The degree of anger at suspensions of German open-ended property funds during the crisis has been revealed, as the practice fuelled more than three quarters of the complaints filed with the new German funds Ombudsman, according to its report for its first quarter's activity.
The degree of anger at suspensions of German open-ended property funds during the crisis has been revealed, as the practice fuelled more than three quarters of the complaints filed with the new German funds Ombudsman, according to its report for its first quarter’s activity.
But consumers have been left disappointed, as many of their complaints have floundered, or were not made within the legally required time period, the Ombudsman’s office said.
“Problems of customers were overwhelmingly about investing money in open property funds,” said German fund trade body the Bundesverband Investment und Asset Management.
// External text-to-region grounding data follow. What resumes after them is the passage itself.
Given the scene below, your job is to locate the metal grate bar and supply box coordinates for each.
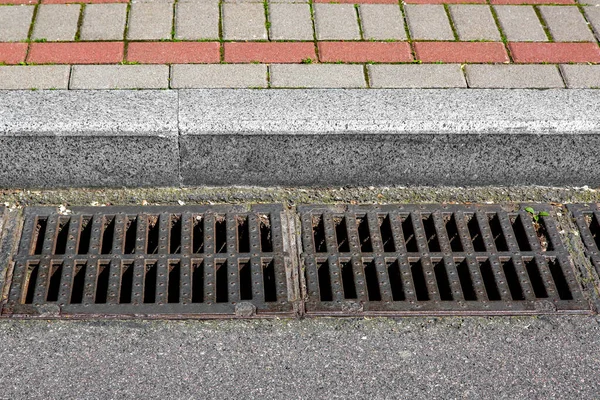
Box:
[65,216,81,255]
[32,259,50,304]
[518,211,543,252]
[453,211,474,254]
[82,261,97,305]
[534,256,560,301]
[511,256,536,301]
[87,215,104,255]
[41,214,58,255]
[432,212,452,254]
[131,259,145,305]
[444,256,465,302]
[475,212,496,253]
[497,210,519,253]
[57,260,74,305]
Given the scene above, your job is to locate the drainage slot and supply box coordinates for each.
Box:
[548,258,572,300]
[466,214,486,252]
[124,217,137,254]
[456,260,476,301]
[317,260,333,301]
[168,262,180,303]
[479,260,501,301]
[193,216,204,254]
[386,260,405,301]
[54,218,70,255]
[363,261,381,301]
[263,260,277,302]
[101,217,115,255]
[143,262,157,303]
[379,215,396,252]
[444,214,463,252]
[534,218,553,251]
[588,213,600,250]
[70,263,86,304]
[23,263,40,304]
[312,215,327,253]
[191,262,204,303]
[524,258,548,298]
[334,217,350,252]
[119,263,134,304]
[95,262,110,304]
[401,215,419,252]
[260,215,273,253]
[340,261,357,299]
[215,216,227,254]
[410,260,429,301]
[511,215,531,251]
[422,215,441,252]
[356,216,373,252]
[215,261,228,303]
[237,216,250,253]
[46,262,63,302]
[77,217,92,255]
[239,261,252,300]
[146,216,160,255]
[32,218,47,255]
[434,260,452,301]
[488,214,508,252]
[169,215,182,254]
[502,259,524,300]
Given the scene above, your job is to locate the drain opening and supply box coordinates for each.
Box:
[124,217,137,254]
[511,215,531,252]
[534,217,553,251]
[444,214,463,252]
[587,213,600,249]
[434,260,453,301]
[263,260,277,302]
[168,262,180,303]
[46,262,63,302]
[239,261,252,300]
[410,260,429,301]
[488,214,508,252]
[169,215,182,254]
[502,259,524,300]
[95,262,110,304]
[479,260,501,301]
[119,263,134,304]
[260,215,273,252]
[215,261,228,303]
[524,258,548,298]
[548,258,572,300]
[356,216,373,252]
[78,217,92,255]
[70,263,86,304]
[422,215,441,252]
[101,217,115,255]
[401,215,419,252]
[379,215,396,252]
[193,216,204,254]
[54,218,70,255]
[237,216,250,253]
[363,260,381,301]
[146,216,159,254]
[334,217,350,252]
[32,218,47,255]
[386,260,405,301]
[340,260,357,299]
[143,262,157,303]
[317,260,332,301]
[456,259,477,301]
[215,216,227,254]
[466,214,486,252]
[23,263,40,304]
[191,262,204,303]
[312,215,327,253]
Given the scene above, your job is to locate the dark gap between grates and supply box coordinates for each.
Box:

Over three quarters of the 93 written submissions the Berlin-based office received between September and December last year were about real estate funds, 14% concerned share funds and 4% were about fixed income funds.
Riester pensions and depot bank disputes were also subjects of complaints.
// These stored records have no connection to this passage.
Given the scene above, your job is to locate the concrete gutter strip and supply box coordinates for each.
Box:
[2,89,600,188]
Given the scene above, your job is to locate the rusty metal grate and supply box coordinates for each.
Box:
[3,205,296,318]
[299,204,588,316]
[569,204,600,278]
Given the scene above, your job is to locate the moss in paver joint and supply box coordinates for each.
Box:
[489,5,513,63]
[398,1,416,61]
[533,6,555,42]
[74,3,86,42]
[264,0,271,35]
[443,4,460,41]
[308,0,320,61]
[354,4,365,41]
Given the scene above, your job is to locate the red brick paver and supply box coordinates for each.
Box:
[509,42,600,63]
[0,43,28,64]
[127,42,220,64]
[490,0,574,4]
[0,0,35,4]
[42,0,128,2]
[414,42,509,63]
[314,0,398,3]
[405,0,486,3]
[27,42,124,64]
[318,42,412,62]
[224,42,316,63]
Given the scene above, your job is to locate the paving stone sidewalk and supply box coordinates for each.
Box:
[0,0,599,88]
About 75% of the written submissions were about funds, and a further 20% concerned distribution.
The report said some consumers alleged mismanagement of property funds and dereliction of duty, ” for example, that one should have reacted more quickly to the financial- and real estate crisis”.
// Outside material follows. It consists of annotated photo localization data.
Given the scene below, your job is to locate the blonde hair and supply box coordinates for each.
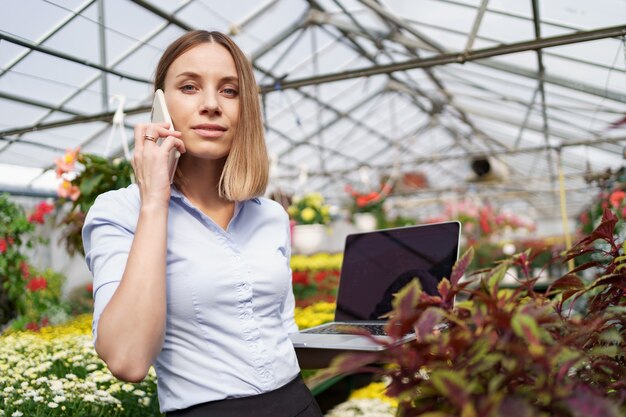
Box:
[154,31,269,201]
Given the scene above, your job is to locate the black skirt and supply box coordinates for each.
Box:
[166,375,323,417]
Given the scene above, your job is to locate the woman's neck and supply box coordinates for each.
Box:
[176,156,230,210]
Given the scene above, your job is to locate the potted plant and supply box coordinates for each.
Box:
[54,148,133,255]
[345,183,393,231]
[287,192,332,255]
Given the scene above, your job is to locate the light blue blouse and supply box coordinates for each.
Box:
[83,184,300,413]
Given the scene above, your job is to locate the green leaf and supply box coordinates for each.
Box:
[391,278,422,311]
[430,369,471,407]
[450,247,473,286]
[415,307,443,341]
[511,313,543,355]
[79,172,104,196]
[437,278,451,299]
[606,305,626,315]
[598,328,622,344]
[588,345,619,358]
[485,263,508,294]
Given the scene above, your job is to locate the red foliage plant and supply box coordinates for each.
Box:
[317,207,625,417]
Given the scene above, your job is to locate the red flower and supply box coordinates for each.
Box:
[292,271,309,285]
[40,317,50,327]
[346,184,391,208]
[609,190,626,208]
[28,201,54,224]
[0,239,6,254]
[20,261,30,279]
[86,282,94,293]
[25,322,40,331]
[26,276,47,292]
[479,207,492,235]
[314,271,328,283]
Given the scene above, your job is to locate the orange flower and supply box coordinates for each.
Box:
[57,179,81,201]
[609,190,625,208]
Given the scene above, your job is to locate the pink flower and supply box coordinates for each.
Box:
[57,179,80,201]
[54,147,80,176]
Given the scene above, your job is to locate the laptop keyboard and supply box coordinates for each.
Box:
[306,323,388,336]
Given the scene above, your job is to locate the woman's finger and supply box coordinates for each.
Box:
[159,136,186,155]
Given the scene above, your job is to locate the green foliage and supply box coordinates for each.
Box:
[0,193,35,326]
[287,192,332,225]
[58,153,133,255]
[319,208,626,417]
[0,194,69,330]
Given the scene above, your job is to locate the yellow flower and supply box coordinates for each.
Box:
[300,207,316,222]
[294,302,336,329]
[349,381,398,407]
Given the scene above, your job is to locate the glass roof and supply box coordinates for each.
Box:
[1,0,625,233]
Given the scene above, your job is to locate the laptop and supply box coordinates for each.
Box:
[289,221,461,351]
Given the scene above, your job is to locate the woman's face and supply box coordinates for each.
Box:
[163,42,240,162]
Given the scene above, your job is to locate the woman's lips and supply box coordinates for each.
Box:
[192,124,227,138]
Firms should have managed risks far better was another complaint.
But consumers have been disappointed, as “such types of allegations were in all cases unsubstantiated. It was debatable how much fund management companies can have oversight of what kinds of investors and who exactly owns units in property funds, and what types of investment goals are being followed,” the Ombudsman’s report said.
Complaints about prospectuses of real estate funds – whether they mentioned or insufficiently represented the possibility of closure – in the main floundered as the legal period for complaining about prospectuses had expired.
In total the Ombudsman took 93 written submissions, and three quarters of these were about open property funds. By the time it produced its report, it had taken in 113 written submissions.
The limitations of the newly established system were shown by the fact it could not deal with 31 of the 93 written complaints it received, because the submissions concerned companies that do not take part in the Ombudsman process. Examples were submissions concerning advice about funds, or about closed funds. It directed 10 such disputes to more relevant bodies.
Of those it could handle, the average length of process was 109 days, though two took under a month to resolve.